Nothing to question about Miller's win, say experts
The women's 400m final at the 2016 Rio Olympics is turning into one of the most controversial races in recent memory.
Watched by thousands who saw the Bahamas' Shaunae Miller dive across the finish line 700ths of a second ahead of the United States' Allyson Felix, Miller's finish has sparked memes and comments about her aptitude at both running and diving.
The International Association of Athletics Federations' (IAAF) Rule 164 states that "athletes shall be placed in the order in which any part of their bodies (i.e. torso, as distinguished from the head, neck, arms, legs, hands or feet) reached the vertical plane of the nearer edge of the finish line".
Earlier that evening, Brazil's Deer Antonio Sousa qualified for the semi-finals of the men's 110m hurdles in similar fashion as he dove across the line in fourth.
Doctor of sports medicine, Dr Paul Wright, told The Gleaner that while the rules are specific, there should be clarification so that nothing can be left to interpretation.
"We need to look at the rules and make sure it's the first person on their feet. I don't want the first person through the air. This one is fine. It's legal, it's going to be accepted, but I think we should look at the rules at the next meeting of the IAAF," he said.
"Your feet should be on the ground, it shouldn't be a dive because this was clearly a dive," he said.
IAAF-certified Level One technical official, Bruce James, said that the incidence of athletes is high enough that it would already have been addressed by the IAAF if it was an issue.
"There are a number of things they (IAAF) don't want people to do. They don't want you to impede, to jostle, or obstruct anybody. Those are things they have stopped," said James.
"It happened at the US trials. If it was against even the spirit of running, the IAAF would have been addressed because it has been going on for almost 100 years, even at the highest level," he said.
Excelsior High School's track and field head coach, David Riley, said the controversy is only among those who watch track and field occasionally.
"This is not from people who watch the sport week in and week out and know what it takes to win a gold medal," said Riley.
"She (Miller) gave her last energy. That's what I want to see from my athletes. I want to see you try to win, whether you want to call it a lean or a dive. So many times people lose a medal because they didn't lean," he said.
Miller and Wright both agreed that much of the controversy lay in who Miller beat.
"Allyson (Felix) is the one who lost and she has become the darling of the sport, but aside from that, it has precedent. It was done twice before on the day.

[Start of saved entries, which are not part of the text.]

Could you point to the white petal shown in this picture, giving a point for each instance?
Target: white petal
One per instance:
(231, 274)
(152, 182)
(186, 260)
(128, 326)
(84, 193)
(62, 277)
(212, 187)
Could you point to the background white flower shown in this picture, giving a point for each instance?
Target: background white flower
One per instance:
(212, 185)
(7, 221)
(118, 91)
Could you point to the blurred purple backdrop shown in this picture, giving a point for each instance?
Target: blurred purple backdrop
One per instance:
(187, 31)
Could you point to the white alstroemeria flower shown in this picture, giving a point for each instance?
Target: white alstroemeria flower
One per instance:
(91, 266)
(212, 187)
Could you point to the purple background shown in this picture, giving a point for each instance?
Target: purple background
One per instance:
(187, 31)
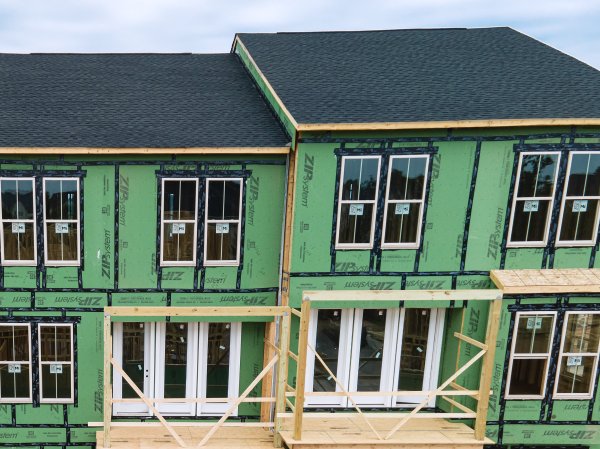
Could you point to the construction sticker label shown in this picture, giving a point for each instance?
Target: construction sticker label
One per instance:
(402, 208)
(357, 209)
(531, 206)
(18, 228)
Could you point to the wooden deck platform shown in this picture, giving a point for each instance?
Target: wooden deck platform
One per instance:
(325, 433)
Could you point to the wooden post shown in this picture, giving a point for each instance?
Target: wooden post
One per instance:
(107, 379)
(301, 369)
(282, 376)
(487, 368)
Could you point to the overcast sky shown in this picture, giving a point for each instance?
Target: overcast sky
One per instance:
(202, 26)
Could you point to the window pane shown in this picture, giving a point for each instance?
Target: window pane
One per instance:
(17, 200)
(537, 175)
(533, 334)
(529, 221)
(402, 223)
(355, 223)
(217, 372)
(582, 333)
(578, 221)
(178, 242)
(576, 374)
(55, 343)
(360, 179)
(56, 381)
(584, 176)
(527, 377)
(179, 200)
(61, 241)
(19, 243)
(371, 350)
(176, 347)
(407, 179)
(221, 241)
(14, 380)
(327, 346)
(414, 349)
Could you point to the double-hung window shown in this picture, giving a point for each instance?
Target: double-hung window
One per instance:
(61, 221)
(15, 362)
(56, 362)
(533, 199)
(222, 230)
(579, 211)
(178, 221)
(578, 359)
(357, 202)
(19, 241)
(530, 355)
(405, 196)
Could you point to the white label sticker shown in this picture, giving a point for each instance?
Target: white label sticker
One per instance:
(222, 228)
(178, 228)
(402, 208)
(61, 228)
(534, 323)
(55, 368)
(18, 228)
(580, 206)
(357, 209)
(531, 206)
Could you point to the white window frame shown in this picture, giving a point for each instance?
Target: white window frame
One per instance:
(562, 353)
(341, 202)
(21, 362)
(62, 263)
(388, 201)
(591, 242)
(22, 263)
(70, 363)
(537, 356)
(193, 222)
(223, 263)
(534, 244)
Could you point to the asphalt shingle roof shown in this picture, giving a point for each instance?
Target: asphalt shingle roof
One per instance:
(423, 75)
(132, 100)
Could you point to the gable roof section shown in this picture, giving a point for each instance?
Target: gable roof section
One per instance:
(132, 101)
(431, 75)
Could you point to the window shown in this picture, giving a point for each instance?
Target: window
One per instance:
(61, 221)
(532, 202)
(56, 362)
(18, 231)
(357, 202)
(579, 211)
(15, 363)
(578, 357)
(223, 221)
(178, 221)
(530, 355)
(407, 178)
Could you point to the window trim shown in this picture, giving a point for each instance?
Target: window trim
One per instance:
(175, 263)
(19, 263)
(552, 198)
(62, 263)
(570, 243)
(71, 364)
(29, 399)
(370, 244)
(538, 356)
(223, 263)
(417, 244)
(561, 353)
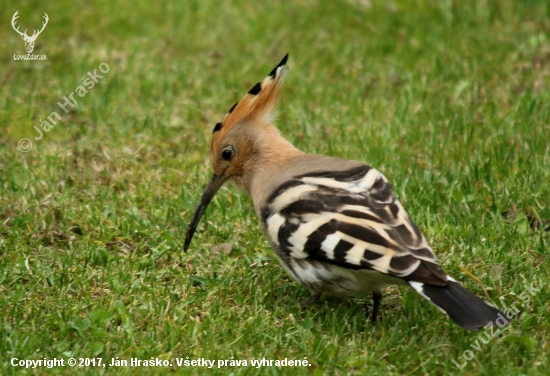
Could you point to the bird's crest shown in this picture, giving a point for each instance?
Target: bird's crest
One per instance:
(257, 105)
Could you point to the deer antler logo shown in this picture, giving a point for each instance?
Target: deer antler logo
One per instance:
(29, 41)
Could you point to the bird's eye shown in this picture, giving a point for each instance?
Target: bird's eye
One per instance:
(228, 153)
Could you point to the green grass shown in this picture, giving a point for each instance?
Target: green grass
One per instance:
(450, 100)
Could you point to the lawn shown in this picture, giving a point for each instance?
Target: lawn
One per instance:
(449, 99)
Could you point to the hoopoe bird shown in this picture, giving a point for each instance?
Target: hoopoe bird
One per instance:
(336, 225)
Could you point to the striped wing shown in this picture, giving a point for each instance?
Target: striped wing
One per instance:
(352, 219)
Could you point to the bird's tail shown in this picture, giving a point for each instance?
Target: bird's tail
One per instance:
(463, 307)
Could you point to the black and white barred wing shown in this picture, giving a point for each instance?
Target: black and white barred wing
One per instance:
(353, 219)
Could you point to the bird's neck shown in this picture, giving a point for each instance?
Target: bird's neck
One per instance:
(271, 152)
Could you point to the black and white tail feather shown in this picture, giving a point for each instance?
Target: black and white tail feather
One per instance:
(346, 233)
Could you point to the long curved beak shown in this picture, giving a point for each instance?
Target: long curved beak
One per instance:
(213, 185)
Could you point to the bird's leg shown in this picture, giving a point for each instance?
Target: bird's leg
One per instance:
(307, 301)
(377, 297)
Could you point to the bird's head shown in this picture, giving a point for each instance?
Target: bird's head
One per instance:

I will stand up when the anthem is being played, but I am uncomfortable with how the rule is being articulated," said Dr Wright.
"I think the conversation should be 'Is Shaunae okay, she fell'.' I like Felix, but she has to go out of the sport with a silver medal," Riley concluded.

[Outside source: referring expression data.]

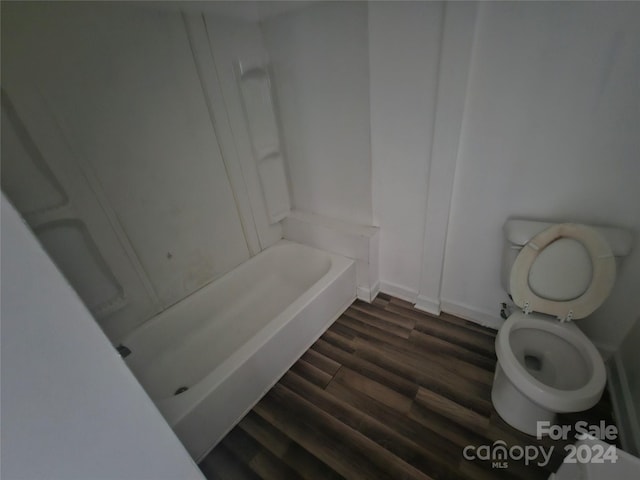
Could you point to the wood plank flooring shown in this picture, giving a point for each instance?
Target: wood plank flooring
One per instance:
(387, 392)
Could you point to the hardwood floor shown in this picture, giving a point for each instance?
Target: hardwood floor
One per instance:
(386, 392)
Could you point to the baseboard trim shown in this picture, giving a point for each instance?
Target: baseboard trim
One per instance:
(428, 305)
(399, 291)
(368, 294)
(623, 407)
(481, 317)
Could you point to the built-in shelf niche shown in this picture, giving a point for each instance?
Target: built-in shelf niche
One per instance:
(259, 109)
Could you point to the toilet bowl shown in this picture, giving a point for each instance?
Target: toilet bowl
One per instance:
(546, 365)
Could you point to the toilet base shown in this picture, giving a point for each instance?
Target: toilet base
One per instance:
(515, 408)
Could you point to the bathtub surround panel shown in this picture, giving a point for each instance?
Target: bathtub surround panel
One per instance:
(110, 259)
(71, 409)
(133, 127)
(321, 73)
(254, 80)
(206, 361)
(133, 109)
(232, 41)
(358, 242)
(217, 107)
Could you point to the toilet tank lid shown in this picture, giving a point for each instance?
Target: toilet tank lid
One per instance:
(519, 232)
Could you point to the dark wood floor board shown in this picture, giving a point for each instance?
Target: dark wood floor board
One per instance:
(381, 313)
(280, 445)
(439, 456)
(339, 337)
(222, 464)
(308, 466)
(470, 393)
(384, 462)
(482, 344)
(450, 373)
(320, 361)
(266, 434)
(259, 459)
(435, 344)
(333, 450)
(387, 391)
(313, 373)
(373, 389)
(452, 410)
(374, 321)
(380, 427)
(398, 383)
(408, 311)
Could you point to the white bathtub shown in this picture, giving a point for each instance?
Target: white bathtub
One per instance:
(232, 340)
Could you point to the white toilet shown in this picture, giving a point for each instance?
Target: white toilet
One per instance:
(555, 273)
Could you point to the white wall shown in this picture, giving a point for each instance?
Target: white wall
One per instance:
(630, 393)
(551, 131)
(404, 46)
(71, 409)
(321, 74)
(153, 166)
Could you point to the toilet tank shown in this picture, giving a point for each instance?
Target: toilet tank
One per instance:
(518, 232)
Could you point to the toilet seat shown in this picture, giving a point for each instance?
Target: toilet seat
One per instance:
(602, 280)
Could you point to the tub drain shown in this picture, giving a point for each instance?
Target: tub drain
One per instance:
(180, 390)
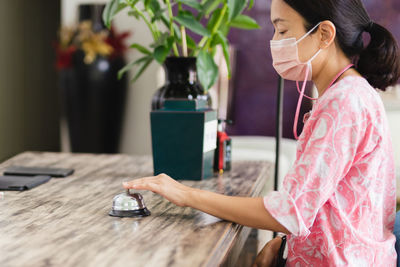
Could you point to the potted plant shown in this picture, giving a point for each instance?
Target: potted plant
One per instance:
(186, 34)
(88, 59)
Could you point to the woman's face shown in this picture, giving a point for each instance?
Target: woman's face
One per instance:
(288, 24)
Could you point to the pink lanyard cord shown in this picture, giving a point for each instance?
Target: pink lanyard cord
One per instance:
(296, 118)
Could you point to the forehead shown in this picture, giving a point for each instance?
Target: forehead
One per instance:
(283, 13)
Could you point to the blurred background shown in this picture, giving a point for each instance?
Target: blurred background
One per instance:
(33, 100)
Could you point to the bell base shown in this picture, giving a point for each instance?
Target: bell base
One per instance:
(130, 213)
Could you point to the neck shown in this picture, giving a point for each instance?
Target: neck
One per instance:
(328, 71)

Lacuna Gelding-Clarke, who finished fifth in the 100m hurdles event at the 2004 Athens Olympics, commended Miller on her presence of mind.
"It is anyway possible that you can win and you don't go out there to lose or to come second. It's the attitude. She really worked hard. Everyone worked hard, but she found a way to win the race, and to dive across the line it's commendable to just win the gold medal," she said.